The Cambodian Boxing Federation, the Cambodian Bokator Federation and the Yutkromkhorm Federation of Cambodia have signed an agreement to teach soldiers hand-to-hand combat, said Ith Sarath, head of the Defense Ministry’s training department.
Each federation represents a different school of Cambodian fighting, but have come together to ink a memorandum of understanding with RCAF to equip soldiers through a systematic training program, he said.
“Nowadays, there are a lot of modern weapons in the world, but even then, we still need martial arts for doing war,” Lieutenant General Sarath said at the National Olympic Committee of Cambodia’s headquarters in Phnom Penh.
He added that the program would both better equip the military and help to “safeguard the national legacy of the martial art.”
Lt. Gen.
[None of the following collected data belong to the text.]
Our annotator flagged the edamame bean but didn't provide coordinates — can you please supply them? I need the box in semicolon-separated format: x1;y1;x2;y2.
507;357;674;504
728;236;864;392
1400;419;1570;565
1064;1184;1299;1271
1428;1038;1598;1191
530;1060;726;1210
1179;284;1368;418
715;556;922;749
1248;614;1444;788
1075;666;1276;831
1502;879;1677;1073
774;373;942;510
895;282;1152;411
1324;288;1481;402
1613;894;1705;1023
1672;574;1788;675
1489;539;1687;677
Sarath said he did not expect that Cambodian soldiers would ever actually use the fighting techniques in a war scenario, but that it would nevertheless turn them into more confident and skilled warriors.
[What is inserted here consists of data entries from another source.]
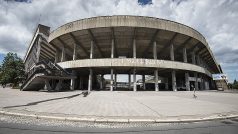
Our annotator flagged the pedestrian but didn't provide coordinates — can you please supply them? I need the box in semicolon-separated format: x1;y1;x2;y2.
192;84;197;98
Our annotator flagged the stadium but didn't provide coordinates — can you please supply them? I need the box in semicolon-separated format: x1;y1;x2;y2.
22;15;228;91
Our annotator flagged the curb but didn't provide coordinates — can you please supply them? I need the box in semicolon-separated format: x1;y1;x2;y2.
0;110;238;123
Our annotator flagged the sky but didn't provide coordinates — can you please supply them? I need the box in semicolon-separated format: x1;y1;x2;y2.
0;0;237;82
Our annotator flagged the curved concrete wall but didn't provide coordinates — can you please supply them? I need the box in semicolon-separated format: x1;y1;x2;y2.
57;58;212;77
48;16;219;72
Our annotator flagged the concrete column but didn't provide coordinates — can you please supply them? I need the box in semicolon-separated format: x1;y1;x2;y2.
44;79;52;91
70;70;76;90
54;49;59;63
111;39;114;58
133;39;136;91
154;69;159;91
61;45;65;62
114;73;117;90
110;39;114;91
128;73;131;89
133;68;137;91
133;39;136;58
172;70;177;91
194;72;198;90
88;40;94;92
55;80;62;91
202;59;205;67
185;72;190;91
70;79;76;90
90;41;94;59
153;41;157;59
110;69;113;91
73;43;77;60
192;51;196;64
88;68;93;92
197;55;201;66
183;48;187;63
211;79;215;90
200;75;203;90
142;74;145;90
100;74;104;89
165;78;169;90
170;43;174;61
79;76;83;89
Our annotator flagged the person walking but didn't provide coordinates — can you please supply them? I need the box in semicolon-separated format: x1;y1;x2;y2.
192;84;197;98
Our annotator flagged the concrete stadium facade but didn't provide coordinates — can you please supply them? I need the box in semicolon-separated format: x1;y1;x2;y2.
23;15;226;91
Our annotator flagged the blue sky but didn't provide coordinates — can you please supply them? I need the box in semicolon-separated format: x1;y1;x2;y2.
138;0;152;5
0;0;237;82
0;53;5;64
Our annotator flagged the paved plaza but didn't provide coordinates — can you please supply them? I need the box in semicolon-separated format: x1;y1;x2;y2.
0;87;238;122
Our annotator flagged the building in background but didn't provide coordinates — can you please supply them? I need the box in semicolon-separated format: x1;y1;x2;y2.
22;16;228;91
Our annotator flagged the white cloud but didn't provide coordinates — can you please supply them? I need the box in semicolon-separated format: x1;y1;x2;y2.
0;0;237;82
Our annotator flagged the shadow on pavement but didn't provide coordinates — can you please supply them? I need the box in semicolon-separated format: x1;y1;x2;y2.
3;93;83;109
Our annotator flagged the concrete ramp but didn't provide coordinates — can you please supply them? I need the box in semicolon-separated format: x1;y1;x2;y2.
21;73;46;91
21;61;74;91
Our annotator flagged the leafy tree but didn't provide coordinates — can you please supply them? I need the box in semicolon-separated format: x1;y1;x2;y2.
0;52;24;87
0;65;2;84
233;79;238;89
228;83;233;89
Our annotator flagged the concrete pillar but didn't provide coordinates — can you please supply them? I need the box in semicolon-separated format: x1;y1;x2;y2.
185;72;190;91
133;68;137;91
197;55;201;66
172;70;177;91
100;74;104;89
79;76;83;89
70;70;76;90
55;49;59;63
183;48;187;63
170;43;174;61
73;43;77;60
133;39;136;91
142;74;146;90
44;79;52;91
111;39;114;58
88;68;93;92
133;39;136;58
61;45;65;62
194;72;198;90
110;39;114;91
88;40;94;92
90;41;94;59
200;75;203;90
70;79;76;90
55;80;62;91
165;82;169;90
154;69;159;91
114;73;117;90
153;41;157;59
211;79;215;90
128;73;131;89
110;69;113;91
192;51;196;64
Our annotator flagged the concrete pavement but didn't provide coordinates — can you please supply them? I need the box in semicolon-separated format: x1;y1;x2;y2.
0;87;238;123
1;114;238;134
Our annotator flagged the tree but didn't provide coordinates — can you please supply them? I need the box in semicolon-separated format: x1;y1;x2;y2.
228;83;233;89
233;79;238;89
0;65;2;84
0;52;24;87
He explained that RCAF had long trained its soldiers in hand-to-hand combat, but had not taught traditional Cambodian martial arts in a systematic way—partly given the divisions within the fighting community over what form that training should take.
“Our RCAF has martial arts already, but it was not the martial arts of our nation, and now three federations have combined their martial arts to have one martial art [representing] our national identity,” he said.
Hun Manet, the eldest son of Prime Minister Hun Sen and head of the Defense Ministry’s counterterrorism department, said work would now begin to prepare training materials for the program.
“We will put this program into all the military units across the country, and also the school for cadet officers,” said Lieutenant General Manet, who is also deputy president of the Cambodian Bokator Federation.
Vath Chamroeun, the Olympic committee’s secretary-general, said he was pleased that the martial arts groups had come together to offer their services to RCAF and that it would aid efforts to have bokator recognized internationally.
“We are preparing the documents to submit to Unesco to register the martial art as our heritage,” he said.
In January, Culture Minister Phoeung Sakona announced a campaign to have bokator added to Unesco’s “intangible heritage” list, which recognizes “traditions or living expressions inherited from our ancestors.”
In 2008, the Cambodian Royal Ballet and the shadow puppetry of Sbek Thom were added to the “intangible heritage” list, and Cambodia’s “tugging rituals and games” were added to the list last year.